Autour du Roi Arthus. Contenu musical, propos philosophique, place parmi les opéras.


1. Structure :

I, 1
Médisances autour d'Arthus sur Lancelot, défendu par le roi. Mordred comprend pour qui Genièvre l'a dédaigné.
I, 2
Rêverie de Lyonnel, l'écuyer de Lancelot, sur l'aveuglement de son maître. Duo d'amour entre les adultères. Mordred survient, frappé par Lancelot, mais se relève après son départ, en témoin.
II, 1
Chanson du geste du laboureur. Nouveau duo où Genièvre demande à Lancelot de témoigner pour elle. Décident finalement de s'enfuir ensemble.
II, 2
Tourment d'Arthus, qui invoque Merlin. Prophéties tronquées. Annonce dans le tumulte et le désaccord de la disparition de la reine. Arthus mène les siens à sa poursuite.
III, 1
Inquiétude de Genièvre sur l'amour de Lancelot. Celui-ci retourne, seul et sans armes, ayant renoncé à combattre son roi. Il abandonne la reine pour aller faire cesser le combat et se livrer à Arthus. Demeurée seule, abandonnée, elle s'étrangle avec ses cheveux et le rideau descend lentement.
III, 2
Sur le champ de bataille. Lancelot, étendu, blessé à mort en voulant séparer les combattants. Arthus arrive, ils se donnent l'adieu. Le roi est emporté dans une nacelle par un choeur invisible qui lui promet l'Idéal.

2. Discographie

ARMIN JORDAN (1985)
Genièvre : Teresa Zylis-Gara
Lancelot : Gösta Winbergh
Arthus : Gino Quilico
Merlin : Gilles Cachemaille
Lyonnel : Gérard Friedmann
Mordred : René Massis
Choeurs de Radio France
Nouvel Orchestre Philharmonique
ERATO (donc plus distribué :evil: )
=> Très belle version, en tout point. Très beau français aussi.

Je découvre l'existence d'une seconde version en préparant cette petite note :

MARCELLO VIOTTI (1996)
Genièvre : Susan Athony
Lancelot : Douglas Nasrawi
Arthus : Philippe Rouillon
Merlin : Gilles Cachemaille
Choeur de Chambre de Sofia et de l'Académie Russe
Wiener Symphoniker
KOCH-SCHWANN

En 2003, l'oeuvre a été donnée à la Monnaie dans une belle version qui comprenanit :

DANIELE CALEGARI
Genièvre : Dagmar Schellenberger
Lancelot : Douglas Nasrawi
Arthus : Louis Otey
Merlin : Olivier Lalouette
Lyonnel : Yves Saelens
Mordred : Philippe Georges
Choeurs et Orchestre symphonique de La Monnaie

3. Contenu musical

Musicalement parlant, on reste dans une oeuvre de type français, même si le souffle de duos d'amours tristaniens ou la typologie de certains motifs sont typiquement wagnériens.

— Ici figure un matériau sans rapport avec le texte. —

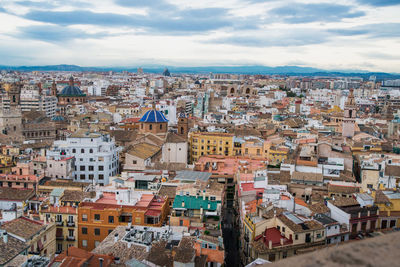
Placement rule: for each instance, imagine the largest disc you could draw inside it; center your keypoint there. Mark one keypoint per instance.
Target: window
(96, 231)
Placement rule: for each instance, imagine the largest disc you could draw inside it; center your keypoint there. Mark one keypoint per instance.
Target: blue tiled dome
(71, 89)
(153, 116)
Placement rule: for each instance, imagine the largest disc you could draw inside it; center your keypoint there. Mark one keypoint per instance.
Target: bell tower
(183, 125)
(54, 89)
(350, 115)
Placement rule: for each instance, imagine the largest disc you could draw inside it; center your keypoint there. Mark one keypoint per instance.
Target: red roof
(153, 213)
(130, 120)
(274, 235)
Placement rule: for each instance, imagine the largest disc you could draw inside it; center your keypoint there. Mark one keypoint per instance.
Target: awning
(153, 213)
(59, 232)
(40, 245)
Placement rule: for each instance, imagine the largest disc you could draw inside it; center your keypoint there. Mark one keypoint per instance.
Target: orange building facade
(96, 220)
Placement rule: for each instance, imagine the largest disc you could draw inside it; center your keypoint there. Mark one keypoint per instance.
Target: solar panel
(293, 218)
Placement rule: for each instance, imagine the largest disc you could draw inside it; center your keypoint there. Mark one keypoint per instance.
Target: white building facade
(96, 156)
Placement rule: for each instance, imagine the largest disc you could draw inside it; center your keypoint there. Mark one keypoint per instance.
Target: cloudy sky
(341, 34)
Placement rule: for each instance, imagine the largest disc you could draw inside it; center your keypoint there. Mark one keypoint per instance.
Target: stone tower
(349, 119)
(183, 125)
(54, 89)
(14, 94)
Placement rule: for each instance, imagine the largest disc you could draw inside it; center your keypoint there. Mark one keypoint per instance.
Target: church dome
(71, 89)
(58, 118)
(153, 116)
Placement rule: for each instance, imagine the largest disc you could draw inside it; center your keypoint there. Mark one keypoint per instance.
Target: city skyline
(359, 34)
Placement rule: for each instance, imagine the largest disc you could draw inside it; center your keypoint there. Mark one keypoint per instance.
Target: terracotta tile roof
(174, 138)
(7, 193)
(11, 249)
(344, 201)
(23, 227)
(144, 150)
(392, 170)
(185, 252)
(381, 198)
(318, 208)
(307, 176)
(74, 195)
(120, 249)
(332, 188)
(159, 255)
(166, 190)
(77, 257)
(303, 227)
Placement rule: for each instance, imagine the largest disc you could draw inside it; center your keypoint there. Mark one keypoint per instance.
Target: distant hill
(280, 70)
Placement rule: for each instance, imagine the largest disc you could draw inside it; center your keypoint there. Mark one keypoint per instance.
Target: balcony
(70, 238)
(246, 238)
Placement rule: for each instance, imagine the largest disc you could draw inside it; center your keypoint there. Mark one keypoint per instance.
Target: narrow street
(231, 236)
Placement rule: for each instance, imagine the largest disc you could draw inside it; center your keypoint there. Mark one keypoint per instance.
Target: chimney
(5, 237)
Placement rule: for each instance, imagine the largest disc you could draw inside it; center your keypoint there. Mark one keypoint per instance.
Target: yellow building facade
(203, 144)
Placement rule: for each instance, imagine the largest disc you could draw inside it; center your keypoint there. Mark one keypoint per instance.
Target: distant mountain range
(281, 70)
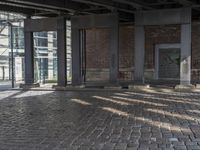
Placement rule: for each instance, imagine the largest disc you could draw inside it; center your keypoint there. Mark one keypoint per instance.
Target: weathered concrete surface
(53, 120)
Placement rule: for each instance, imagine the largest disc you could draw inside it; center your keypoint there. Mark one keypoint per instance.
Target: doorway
(167, 62)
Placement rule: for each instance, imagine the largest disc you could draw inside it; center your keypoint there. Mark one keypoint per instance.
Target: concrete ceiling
(125, 8)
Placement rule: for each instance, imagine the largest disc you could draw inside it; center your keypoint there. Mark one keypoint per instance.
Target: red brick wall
(196, 51)
(158, 35)
(98, 56)
(126, 52)
(97, 48)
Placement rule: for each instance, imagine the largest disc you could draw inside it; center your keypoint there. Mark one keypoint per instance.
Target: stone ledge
(184, 87)
(197, 86)
(69, 87)
(113, 87)
(139, 86)
(29, 86)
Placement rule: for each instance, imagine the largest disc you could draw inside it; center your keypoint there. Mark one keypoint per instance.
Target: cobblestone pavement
(123, 120)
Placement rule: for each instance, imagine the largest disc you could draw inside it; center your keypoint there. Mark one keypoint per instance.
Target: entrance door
(168, 61)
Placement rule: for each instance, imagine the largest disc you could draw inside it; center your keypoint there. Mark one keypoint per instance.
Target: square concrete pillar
(61, 51)
(29, 58)
(185, 66)
(114, 53)
(76, 57)
(139, 55)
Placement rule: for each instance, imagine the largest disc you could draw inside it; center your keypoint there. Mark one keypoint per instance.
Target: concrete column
(29, 58)
(185, 66)
(76, 56)
(61, 51)
(114, 55)
(139, 54)
(50, 55)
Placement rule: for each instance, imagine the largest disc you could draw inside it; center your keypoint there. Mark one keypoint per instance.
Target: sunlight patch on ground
(138, 101)
(80, 102)
(111, 100)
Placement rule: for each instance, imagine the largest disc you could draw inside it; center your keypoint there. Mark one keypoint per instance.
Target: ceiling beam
(134, 4)
(106, 5)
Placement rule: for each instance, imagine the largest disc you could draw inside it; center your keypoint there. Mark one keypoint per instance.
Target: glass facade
(45, 51)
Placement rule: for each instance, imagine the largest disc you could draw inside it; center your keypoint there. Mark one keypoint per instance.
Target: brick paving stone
(122, 120)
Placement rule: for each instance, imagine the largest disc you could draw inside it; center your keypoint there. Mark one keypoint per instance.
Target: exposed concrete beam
(41, 5)
(103, 4)
(185, 2)
(137, 5)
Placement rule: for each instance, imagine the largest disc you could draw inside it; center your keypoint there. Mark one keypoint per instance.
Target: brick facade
(98, 55)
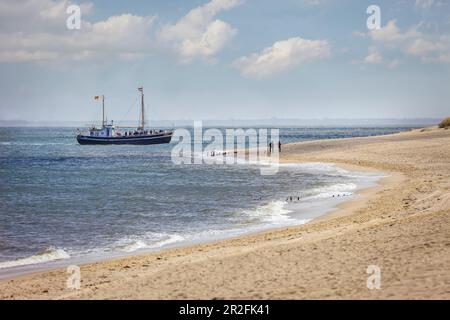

On n'est plus, comme dans Sigurd, dans une configuration proche du Grand Opéra. On n'est pas encore dans de l'opéra purement contemplatif, comme Pénélope ou Pelléas. De la musique avant tout dramatique et poétique, avec une très belle texture orchestrale, pas forcément préoccupée en priorité de structure musicale. Une grande fluidité dans les répliques, un bon nombre de tirades mais pas d'airs - ce qui n'exclut nullement une belle veine mélodique, discrète et subtile.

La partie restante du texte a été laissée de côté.